Petro deve vedersela con un ricco uomo d’affari, soprannominato sia «il Trump colombiano» che «il vecchietto del tik tok». Un personaggio sconosciuto alla politica, che sembra stato creato apposta per riempire tutte le caselle a destra e darle più possibilità di evitare la svolta storica che si sta preparando. Quali forze e quali interessi rappresenta Rodolfo Hernández?

Rodolfo Hernández è certamente, in linea di principio, una figura dell’anti-politica che deve la sua fortuna all’edilizia, un settore strettamente legato al riciclaggio di denaro in tutto il mondo, ma in particolare in Colombia, dove il denaro della droga è una parte importante dell’economia. Hernández è diventato l’ancora di salvezza di una borghesia che rifiuta di affondare insieme a Uribe e anche un’ancora di salvezza per lo stesso uribismo che ora ha deciso di sostenere Hernández, sebbene, in particolare Uribe, si mantenga in silenzio. Si tratta di un candidato legato a molte delle mafie che governano la Colombia, un autoritario pacchiano e sciovinista estremamente violento. Che si fa pubblicità con una presunta lotta alla corruzione ma che è accusato di atti di corruzione e ha procedimenti aperti per persecuzione sindacale, una richiesta di indagine per i fondi della sua campagna e ora per il mancato rispetto a una ingiunzione di svolgere un dibattito elettorale pubblico. Tutto ciò può rimanere impunito se arriva alla presidenza della Repubblica perché, come già sappiamo, lo stato di diritto in Colombia è estremamente debole e la presidenza è una garanzia di impunità.

Petro propone Francia Márquez come vicepresidenta, una figura molto gradita ai movimenti popolari, afro-colombiana e premio Nobel alternativo per l’ambiente. Una donna indipendente, madre single, simbolo di coraggio e resistenza. Quali aspettative possono avere le donne e i movimenti più radicali?

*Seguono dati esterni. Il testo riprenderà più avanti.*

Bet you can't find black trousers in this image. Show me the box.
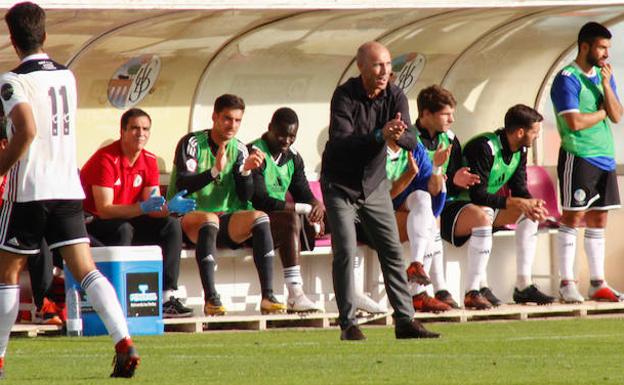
[87,215,182,290]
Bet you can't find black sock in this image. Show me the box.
[195,222,219,300]
[251,217,275,298]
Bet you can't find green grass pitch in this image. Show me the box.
[2,318,624,385]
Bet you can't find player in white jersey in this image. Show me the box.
[0,2,139,377]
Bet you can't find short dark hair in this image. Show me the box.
[416,84,457,115]
[0,116,9,140]
[214,94,245,113]
[505,104,544,132]
[271,107,299,126]
[577,21,612,47]
[121,108,152,130]
[4,2,45,54]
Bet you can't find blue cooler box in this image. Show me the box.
[64,246,164,336]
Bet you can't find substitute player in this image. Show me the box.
[550,22,623,302]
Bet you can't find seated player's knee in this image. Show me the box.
[560,210,585,228]
[249,210,269,222]
[163,217,182,238]
[284,211,301,236]
[474,206,494,227]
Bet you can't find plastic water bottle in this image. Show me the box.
[65,286,82,337]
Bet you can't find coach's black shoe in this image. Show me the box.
[479,287,503,307]
[340,325,366,341]
[163,296,193,318]
[394,319,440,339]
[513,285,555,305]
[111,338,141,378]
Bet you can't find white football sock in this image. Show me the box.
[427,227,448,291]
[284,265,303,297]
[405,190,433,263]
[80,270,130,344]
[466,226,492,291]
[557,224,576,280]
[516,215,539,290]
[0,283,19,357]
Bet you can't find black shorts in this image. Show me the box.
[440,201,501,247]
[557,149,620,211]
[0,199,89,255]
[440,201,471,247]
[217,213,247,250]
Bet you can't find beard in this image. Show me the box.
[587,51,604,67]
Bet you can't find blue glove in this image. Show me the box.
[167,190,196,214]
[139,189,165,214]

All’interno di questa grande alleanza che è il Patto Storico, Francia Márquez incarna proprio i partiti politici di sinistra e i movimenti sociali di sinistra che fanno parte di quell’unità. Una donna povera che rivendica la sua negritudine, che ha una coscienza di classe, che ha una coscienza ecologica, che da anni difende il diritto alla terra e che è chiaramente una militante femminista. È diventata il fenomeno popolare di queste elezioni. E certo, noi donne rivoluzionarie in particolare abbiamo molte speranze nella possibilità che Francia diventi vicepresidenta della Colombia. Oserei dire che la sinistra colombiana nutre ancora più speranze in lei che nello stesso Gustavo Petro, ma, in fin dei conti, è il Patto Storico che questa domenica si contende la seconda e ultima tornata elettorale.

 

La Colombia è un Paese in cui gli spazi di accessibilità politica per l’opposizione sono stati chiusi fin dall’assassinio di Eliécer Gaitán, nel 1948. Pensi che l’oligarchia abbia pianificato ancora una volta un massacro o una gigantesca frode per evitare questa storica svolta a sinistra?

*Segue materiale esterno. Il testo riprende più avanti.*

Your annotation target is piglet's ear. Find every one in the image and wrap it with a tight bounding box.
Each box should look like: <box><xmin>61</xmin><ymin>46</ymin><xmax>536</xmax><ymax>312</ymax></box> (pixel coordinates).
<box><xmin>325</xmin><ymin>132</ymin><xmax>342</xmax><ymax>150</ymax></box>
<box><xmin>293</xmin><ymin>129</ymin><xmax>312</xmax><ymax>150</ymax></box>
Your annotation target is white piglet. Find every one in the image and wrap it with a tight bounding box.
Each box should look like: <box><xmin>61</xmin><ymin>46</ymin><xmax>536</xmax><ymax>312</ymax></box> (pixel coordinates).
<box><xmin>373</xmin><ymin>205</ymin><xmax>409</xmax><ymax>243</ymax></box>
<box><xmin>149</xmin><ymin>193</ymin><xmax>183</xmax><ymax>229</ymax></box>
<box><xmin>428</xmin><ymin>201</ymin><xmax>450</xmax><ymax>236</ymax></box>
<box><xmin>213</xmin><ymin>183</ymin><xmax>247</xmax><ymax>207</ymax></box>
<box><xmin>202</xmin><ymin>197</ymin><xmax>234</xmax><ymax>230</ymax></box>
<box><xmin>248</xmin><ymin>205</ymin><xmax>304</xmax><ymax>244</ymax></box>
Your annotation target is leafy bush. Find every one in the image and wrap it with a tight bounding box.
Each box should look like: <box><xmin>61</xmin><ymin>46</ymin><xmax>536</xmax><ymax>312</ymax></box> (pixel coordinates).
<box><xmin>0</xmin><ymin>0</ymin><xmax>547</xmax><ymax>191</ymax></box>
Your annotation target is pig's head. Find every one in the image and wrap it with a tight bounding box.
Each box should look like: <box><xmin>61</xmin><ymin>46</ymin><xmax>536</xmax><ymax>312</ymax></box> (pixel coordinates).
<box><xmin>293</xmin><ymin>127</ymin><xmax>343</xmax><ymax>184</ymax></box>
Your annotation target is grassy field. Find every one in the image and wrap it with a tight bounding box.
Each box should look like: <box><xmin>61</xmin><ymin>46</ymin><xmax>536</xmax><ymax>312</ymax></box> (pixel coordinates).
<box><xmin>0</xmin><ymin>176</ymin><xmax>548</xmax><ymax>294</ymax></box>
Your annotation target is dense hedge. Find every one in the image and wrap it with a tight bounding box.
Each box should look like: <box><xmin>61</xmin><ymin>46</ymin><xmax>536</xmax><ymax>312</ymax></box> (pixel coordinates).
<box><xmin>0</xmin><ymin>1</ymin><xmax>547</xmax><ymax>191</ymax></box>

Senza dubbio, oltre alla speranza, ci sono anche molti dubbi su cosa possano fare i settori più conservatori dell’establishment e i narco-paramilitari per impedire un’eventuale vittoria del Patto Storico. Si va dalla sfiducia nel terribile sistema elettorale colombiano, alla possibilità di un assassinio di Petro e Francia, ma anche, ed è quello che abbiamo visto in questi giorni, alla constatazione che il terrorismo di Stato continua ad assassinare e perseguire dirigenti sociali, come ha fatto anche questa settimana: una ventina di persone è stata trattenuta dalla Polizia Nazionale. Tutte erano di opposizione, contrarie al sistema colombiano, e molte di loro direttamente legate al Patto Storico. Questo ha alimentato i timori di frode e persino di un possibile tentativo di colpo di stato.

Quali ti paiono essere i punti più importanti del programma di Petro e Marquez per la Colombia e quale sarà l’atteggiamento internazionale del loro governo nei confronti del Venezuela e delle relazioni Sud-Sud?

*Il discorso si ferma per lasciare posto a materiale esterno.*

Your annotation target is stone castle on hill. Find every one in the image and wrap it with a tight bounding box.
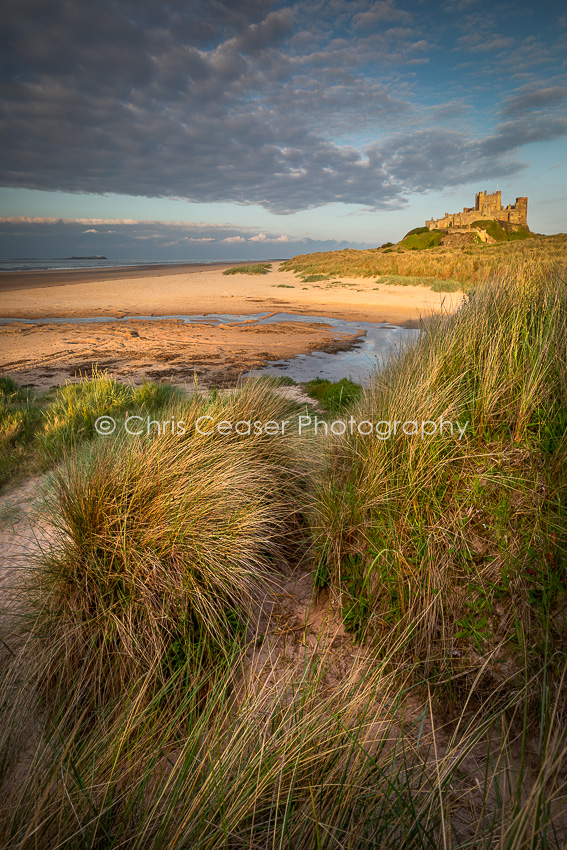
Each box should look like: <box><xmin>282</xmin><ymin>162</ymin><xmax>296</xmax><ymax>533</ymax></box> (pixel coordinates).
<box><xmin>425</xmin><ymin>191</ymin><xmax>529</xmax><ymax>230</ymax></box>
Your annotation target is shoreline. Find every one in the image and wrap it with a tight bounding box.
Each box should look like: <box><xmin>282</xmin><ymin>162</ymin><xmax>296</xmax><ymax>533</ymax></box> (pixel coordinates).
<box><xmin>0</xmin><ymin>260</ymin><xmax>272</xmax><ymax>293</ymax></box>
<box><xmin>0</xmin><ymin>261</ymin><xmax>462</xmax><ymax>387</ymax></box>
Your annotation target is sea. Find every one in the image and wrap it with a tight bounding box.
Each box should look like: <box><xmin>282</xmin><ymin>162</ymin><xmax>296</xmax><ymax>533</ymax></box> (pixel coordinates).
<box><xmin>0</xmin><ymin>257</ymin><xmax>251</xmax><ymax>272</ymax></box>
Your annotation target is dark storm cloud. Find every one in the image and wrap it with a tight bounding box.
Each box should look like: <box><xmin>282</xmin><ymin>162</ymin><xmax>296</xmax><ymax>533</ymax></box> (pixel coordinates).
<box><xmin>0</xmin><ymin>0</ymin><xmax>564</xmax><ymax>212</ymax></box>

Occorre sempre tener presente che una presidenza di Gustavo Petro sarebbe solo l’inizio dei cambiamenti per la Colombia, e non una rivoluzione. Ma nella grave situazione in cui si trova il nostro paese, sospeso tra la vita e la morte, questi cambiamenti sono estremamente importanti. Ecco perché, ad esempio, la proposta del Patto Storico di rispettare gli accordi di pace firmati all’Avana con le FARC-EP, di riprendere il dialogo con l’ELN e soprattutto di eliminare la Squadra Mobile Antisommossa come simbolo dell’inizio di una politica di dialogo con il popolo e non repressiva come quella che abbiamo avuto finora, sono forse due delle proposte più motivanti del programma del Patto Storico. Ma, oltre a ciò, a livello internazionale, la vittoria di Petro e Márquez significherebbe un progresso per quella Colombia che è rimasta indietro rispetto al resto della Nostra America e, in linea di principio, implicherebbe il recupero delle relazioni diplomatiche e commerciali con il Venezuela. Questo significa che si partirebbe dal riconoscimento del governo legittimo del presidente Maduro, senz’altro un criterio minimo di realtà, ma molto importante per i nostri due popoli e per l’intera regione. Una vittoria di Petro e Márquez significherebbe una rottura nella cultura politica colombiana del 21° secolo, che dovrà senza dubbio confrontarsi con le più grandi potenze de facto in Colombia. Petro e il programma del Patto Storico non hanno sfidato apertamente il potere degli Stati Uniti. Tuttavia, nella misura in cui dovranno scontrarsi con le società minerarie ed energetiche che sono predatrici dell’ecosistema colombiano e finanziatrici del para-militarismo, e nella misura in cui dovranno combattere il traffico di droga, senza dubbio il potere degli Stati Uniti dovrà scontrarsi anche con il nuovo governo diretto da Gustavo Petro e Francia Márquez. Ci saranno momenti in cui continuerà ad essere l’organizzazione popolare, quel popolo colombiano insorto l’anno scorso, che dovrà continuare a portare avanti il progetto di quella Colombia possibile che sogniamo e che ci spinge ad andare avanti: come colombiani e colombiane, come parte della Patria Grande, e dei popoli del Sud Globale. Senza dubbio, ogni passo che il nuovo governo muoverà a favore della maggioranza dovrà confrontarsi con quei poteri di fatto, tra cui le Forze militari colombiane e anche lo stesso Congresso, in cui il Patto Storico non ha la maggioranza che serve per i dovuti cambiamenti legali.